Burbacher and Pichichero did agree that the EPA guidelines for maximum exposure to methyl mercury should not be applicable to ethyl mercury, because both substances seem to be handled differently by the body. But they seem to be parting company on what this means. Burbacher recalls that inorganic mercury in the brain is associated with an increase in microglia and notes that a study has shown an increase in brain inflammatory processes including a large proliferation of microglia in the brains of autistic patients. Whereas Pichichero seems to be holding out hope when in the conclusion of the recent study he states: “Our results suggest that a new risk assessment regarding exposure to thimerosal…should be conducted in light of the demonstrated short half-life of ethyl mercury following vaccination.”

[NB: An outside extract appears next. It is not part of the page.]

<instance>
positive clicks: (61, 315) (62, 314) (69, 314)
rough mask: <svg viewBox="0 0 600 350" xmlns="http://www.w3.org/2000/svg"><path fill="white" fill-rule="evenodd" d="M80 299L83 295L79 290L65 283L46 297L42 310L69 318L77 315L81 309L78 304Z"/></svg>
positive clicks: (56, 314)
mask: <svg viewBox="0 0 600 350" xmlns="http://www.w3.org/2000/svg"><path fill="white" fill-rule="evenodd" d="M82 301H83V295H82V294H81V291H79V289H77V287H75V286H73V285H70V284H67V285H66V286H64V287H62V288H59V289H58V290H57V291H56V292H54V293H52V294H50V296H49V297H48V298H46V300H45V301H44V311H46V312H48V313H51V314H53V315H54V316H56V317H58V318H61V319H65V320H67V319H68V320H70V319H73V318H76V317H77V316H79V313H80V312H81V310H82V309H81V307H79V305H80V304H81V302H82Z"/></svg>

As always, I would gently suggest that you are as informed as possible before you inject substances into your children or yourself. And I further advocate the exercise of caution and extreme critical analysis when a person whose interests might be contrary to yours advocates that you do something based on purported research findings, particularly when the findings are actually outside the purview of the study. (It is interesting to have a look at the “Research Focus” heading here).